Personally I sometimes think that complaining is sort of like anger, but without real enthusiasm.
We complain about the weather (as if we could change it), we whine about the price of gas, we grumble about our bosses, other drivers, shoddy workmanship, poor service.
If you can name it, we complain about it.
A number of years ago while a presenter at a weekend wellness retreat, one of the other organizers offered all of us a challenge : Would we, could we, go without complaining for our time together?
For her model, she followed a program outlined in the book “Complaint Free World” by Will Bowen. The practice began with wearing a purple rubber bracelet on your wrist. Simple enough. Each time we caught ourselves complaining we were to switch the bracelet to the opposite wrist. Oh yes, if we noticed someone else complaining, we were to point it out to them so they could move their bracelet. And yes too, if we complained that THEY were complaining, WE had to move our bracelets as well.
And how exactly did Bowen define complaining? He said it was “expressing discontent, pain or grief with the way things are.”
The practice also included criticizing or gossiping.
In Bowen’s book, he would have us follow the program for 21 days, restarting the clock each time we found ourselves needing to “switch wrists.”
If you find yourself wondering what’s so bad about complaining you first need to take a step back and recognize the power that words have to shape the reality we experience. When we change the words we use, we can also change the way we think and act. This is an amazing concept I know, but just consider the following statements:
- “My life is so up in the air right now, so unsettled.”

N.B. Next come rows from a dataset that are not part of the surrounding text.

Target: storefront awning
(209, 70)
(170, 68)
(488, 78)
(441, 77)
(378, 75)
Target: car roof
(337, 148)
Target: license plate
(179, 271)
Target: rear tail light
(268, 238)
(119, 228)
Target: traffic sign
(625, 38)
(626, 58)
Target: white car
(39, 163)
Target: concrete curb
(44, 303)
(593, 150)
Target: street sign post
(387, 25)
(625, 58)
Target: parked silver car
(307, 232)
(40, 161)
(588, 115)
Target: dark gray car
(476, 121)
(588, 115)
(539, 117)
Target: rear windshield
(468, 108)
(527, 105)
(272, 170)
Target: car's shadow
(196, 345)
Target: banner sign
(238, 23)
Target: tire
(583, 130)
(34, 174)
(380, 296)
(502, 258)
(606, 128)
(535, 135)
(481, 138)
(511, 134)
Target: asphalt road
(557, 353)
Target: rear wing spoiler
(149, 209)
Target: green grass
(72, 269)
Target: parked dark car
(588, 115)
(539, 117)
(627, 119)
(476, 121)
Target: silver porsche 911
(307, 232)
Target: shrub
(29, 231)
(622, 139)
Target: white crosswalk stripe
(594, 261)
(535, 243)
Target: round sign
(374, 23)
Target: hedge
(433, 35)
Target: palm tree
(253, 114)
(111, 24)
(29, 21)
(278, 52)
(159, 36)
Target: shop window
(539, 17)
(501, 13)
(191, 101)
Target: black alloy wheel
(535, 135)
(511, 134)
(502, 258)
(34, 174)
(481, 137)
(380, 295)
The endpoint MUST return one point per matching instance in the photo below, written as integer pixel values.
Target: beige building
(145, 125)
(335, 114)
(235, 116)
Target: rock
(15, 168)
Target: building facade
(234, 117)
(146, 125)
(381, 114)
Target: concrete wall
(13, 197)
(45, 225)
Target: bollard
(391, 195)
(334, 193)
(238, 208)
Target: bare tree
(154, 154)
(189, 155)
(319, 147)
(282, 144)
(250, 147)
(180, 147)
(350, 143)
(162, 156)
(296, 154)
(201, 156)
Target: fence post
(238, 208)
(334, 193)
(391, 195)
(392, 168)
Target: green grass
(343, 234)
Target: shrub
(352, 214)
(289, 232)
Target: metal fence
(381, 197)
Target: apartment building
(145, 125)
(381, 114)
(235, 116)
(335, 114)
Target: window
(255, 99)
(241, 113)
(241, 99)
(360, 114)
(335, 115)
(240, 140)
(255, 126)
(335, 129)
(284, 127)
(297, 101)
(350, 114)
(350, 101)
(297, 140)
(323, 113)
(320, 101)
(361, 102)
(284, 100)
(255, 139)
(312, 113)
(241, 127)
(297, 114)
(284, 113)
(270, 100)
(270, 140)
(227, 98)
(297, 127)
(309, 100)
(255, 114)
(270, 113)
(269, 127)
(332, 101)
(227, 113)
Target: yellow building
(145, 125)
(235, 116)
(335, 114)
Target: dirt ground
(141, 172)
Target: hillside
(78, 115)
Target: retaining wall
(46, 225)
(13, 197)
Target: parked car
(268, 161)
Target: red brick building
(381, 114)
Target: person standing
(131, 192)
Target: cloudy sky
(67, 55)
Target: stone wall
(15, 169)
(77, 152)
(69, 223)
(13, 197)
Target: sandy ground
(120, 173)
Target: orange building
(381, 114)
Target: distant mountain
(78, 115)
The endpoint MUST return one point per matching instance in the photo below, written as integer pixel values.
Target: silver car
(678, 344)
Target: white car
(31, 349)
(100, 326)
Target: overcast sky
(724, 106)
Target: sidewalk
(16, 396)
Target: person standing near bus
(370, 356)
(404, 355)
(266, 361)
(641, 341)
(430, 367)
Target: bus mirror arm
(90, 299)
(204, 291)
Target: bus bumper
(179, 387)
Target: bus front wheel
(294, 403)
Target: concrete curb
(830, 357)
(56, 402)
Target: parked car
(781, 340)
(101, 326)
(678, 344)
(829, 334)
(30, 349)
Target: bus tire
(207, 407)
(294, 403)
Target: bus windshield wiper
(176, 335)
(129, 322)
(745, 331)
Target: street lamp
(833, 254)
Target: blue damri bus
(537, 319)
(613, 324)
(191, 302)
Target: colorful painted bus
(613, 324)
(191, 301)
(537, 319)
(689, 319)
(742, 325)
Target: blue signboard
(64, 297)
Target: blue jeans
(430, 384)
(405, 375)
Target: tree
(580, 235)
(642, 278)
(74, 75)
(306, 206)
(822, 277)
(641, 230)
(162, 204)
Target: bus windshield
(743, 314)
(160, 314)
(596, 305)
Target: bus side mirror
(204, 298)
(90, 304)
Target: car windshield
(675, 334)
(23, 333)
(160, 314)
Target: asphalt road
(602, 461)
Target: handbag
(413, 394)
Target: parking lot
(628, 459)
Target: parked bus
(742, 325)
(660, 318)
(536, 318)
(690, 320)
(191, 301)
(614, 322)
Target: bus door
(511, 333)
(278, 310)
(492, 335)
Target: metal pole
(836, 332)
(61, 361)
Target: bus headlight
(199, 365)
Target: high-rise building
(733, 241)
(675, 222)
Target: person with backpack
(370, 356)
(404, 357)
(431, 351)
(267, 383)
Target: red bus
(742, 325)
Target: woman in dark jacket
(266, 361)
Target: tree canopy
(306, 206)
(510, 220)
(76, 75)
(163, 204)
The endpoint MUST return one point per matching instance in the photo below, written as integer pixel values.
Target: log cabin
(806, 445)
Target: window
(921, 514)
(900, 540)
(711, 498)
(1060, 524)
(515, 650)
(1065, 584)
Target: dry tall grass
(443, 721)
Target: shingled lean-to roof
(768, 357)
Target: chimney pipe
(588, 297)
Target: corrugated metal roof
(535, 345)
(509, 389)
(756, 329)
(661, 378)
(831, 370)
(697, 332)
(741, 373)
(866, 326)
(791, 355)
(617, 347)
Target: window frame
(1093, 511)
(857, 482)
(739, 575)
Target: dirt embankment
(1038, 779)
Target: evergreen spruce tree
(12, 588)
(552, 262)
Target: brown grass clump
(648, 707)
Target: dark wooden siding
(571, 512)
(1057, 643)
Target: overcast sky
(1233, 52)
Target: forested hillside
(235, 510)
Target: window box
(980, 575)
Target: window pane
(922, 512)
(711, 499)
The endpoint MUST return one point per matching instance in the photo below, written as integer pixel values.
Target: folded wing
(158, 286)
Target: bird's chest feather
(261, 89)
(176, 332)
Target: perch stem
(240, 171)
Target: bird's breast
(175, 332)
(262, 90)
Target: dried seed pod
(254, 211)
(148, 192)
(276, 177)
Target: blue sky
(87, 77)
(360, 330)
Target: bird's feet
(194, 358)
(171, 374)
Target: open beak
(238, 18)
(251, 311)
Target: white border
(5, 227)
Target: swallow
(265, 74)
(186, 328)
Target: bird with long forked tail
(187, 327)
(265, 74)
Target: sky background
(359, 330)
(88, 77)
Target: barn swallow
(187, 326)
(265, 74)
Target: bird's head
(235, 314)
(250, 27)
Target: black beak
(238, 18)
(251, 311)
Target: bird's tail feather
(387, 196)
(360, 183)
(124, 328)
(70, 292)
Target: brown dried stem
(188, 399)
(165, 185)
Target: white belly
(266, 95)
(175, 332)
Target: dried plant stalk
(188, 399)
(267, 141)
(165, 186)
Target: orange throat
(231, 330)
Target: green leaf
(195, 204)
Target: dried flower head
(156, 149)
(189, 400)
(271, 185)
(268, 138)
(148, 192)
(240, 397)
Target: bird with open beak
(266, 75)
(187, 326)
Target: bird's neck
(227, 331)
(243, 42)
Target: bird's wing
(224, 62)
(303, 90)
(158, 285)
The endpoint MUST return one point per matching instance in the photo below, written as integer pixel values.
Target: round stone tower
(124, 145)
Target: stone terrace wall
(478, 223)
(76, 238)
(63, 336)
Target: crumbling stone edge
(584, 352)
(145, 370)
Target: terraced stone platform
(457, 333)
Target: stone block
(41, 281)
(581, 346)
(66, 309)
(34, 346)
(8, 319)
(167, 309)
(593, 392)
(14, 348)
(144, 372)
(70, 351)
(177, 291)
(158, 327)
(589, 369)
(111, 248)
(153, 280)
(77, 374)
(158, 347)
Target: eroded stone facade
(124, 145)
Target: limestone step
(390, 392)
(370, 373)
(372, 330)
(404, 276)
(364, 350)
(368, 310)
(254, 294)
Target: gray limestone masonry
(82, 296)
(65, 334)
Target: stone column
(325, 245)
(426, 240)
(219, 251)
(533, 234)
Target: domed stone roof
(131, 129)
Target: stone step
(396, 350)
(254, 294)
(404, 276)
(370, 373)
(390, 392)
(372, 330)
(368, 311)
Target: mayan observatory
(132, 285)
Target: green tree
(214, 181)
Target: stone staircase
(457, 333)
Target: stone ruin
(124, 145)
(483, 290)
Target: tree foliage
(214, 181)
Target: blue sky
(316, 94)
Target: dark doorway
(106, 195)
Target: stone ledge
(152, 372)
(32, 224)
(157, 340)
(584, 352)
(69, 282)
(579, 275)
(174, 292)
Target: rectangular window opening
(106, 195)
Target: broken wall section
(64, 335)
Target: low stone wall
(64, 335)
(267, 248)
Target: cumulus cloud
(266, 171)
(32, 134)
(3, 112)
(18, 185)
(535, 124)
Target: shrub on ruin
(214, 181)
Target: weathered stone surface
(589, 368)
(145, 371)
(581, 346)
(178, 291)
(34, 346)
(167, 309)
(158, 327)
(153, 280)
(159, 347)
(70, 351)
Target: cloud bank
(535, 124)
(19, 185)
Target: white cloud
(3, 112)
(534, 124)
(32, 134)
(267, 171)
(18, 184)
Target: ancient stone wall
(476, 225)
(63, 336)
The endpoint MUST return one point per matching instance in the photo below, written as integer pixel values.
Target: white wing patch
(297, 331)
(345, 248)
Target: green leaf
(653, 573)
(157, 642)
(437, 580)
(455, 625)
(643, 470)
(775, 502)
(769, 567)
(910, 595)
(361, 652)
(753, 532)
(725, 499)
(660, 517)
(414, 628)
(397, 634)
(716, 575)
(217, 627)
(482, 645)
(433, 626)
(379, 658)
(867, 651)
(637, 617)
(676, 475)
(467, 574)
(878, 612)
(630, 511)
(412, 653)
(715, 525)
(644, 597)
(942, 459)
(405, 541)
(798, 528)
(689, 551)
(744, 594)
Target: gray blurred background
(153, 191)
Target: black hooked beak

- “My life is changing and full of possibilities.”
Bowen reminds us that complaining can become a habitual practice and lead to “focusing on what we don’t want.” In doing so we direct more energy and more attention to the negative than the positive.
When it comes to making changes which make life better, dissatisfaction is a necessary first step. But if we stay there, says Bowen, “we never move forward to brighter vistas. Were the great leaders of the United States also great complainers? I’d have to say no. These important men and women allowed dissatisfaction to drive them to great visions, and their passion for these visions inspired others to follow them.”
In dialing down the quantity of our complaint factory output, we go through stages:
- Unconscious Incompetence – We aren’t aware of what we need to change and how to do it.
- Conscious Incompetence – We become aware, and uncomfortable with how much we complain.
- Conscious Competence – We become aware of our words and intentionally try to change how we speak about things, situations and people. You might find yourself actually being silent more.
- Unconscious Competence – We have reprogrammed ourselves to “no longer produce the deluge of unhappy thoughts” we have once lived with...and you feel better, and happier.
Judith England is a yoga instructor and licensed massage therapist. She writes the Holistic Health blog for the Albany Times Union, and this piece appeared first on that site.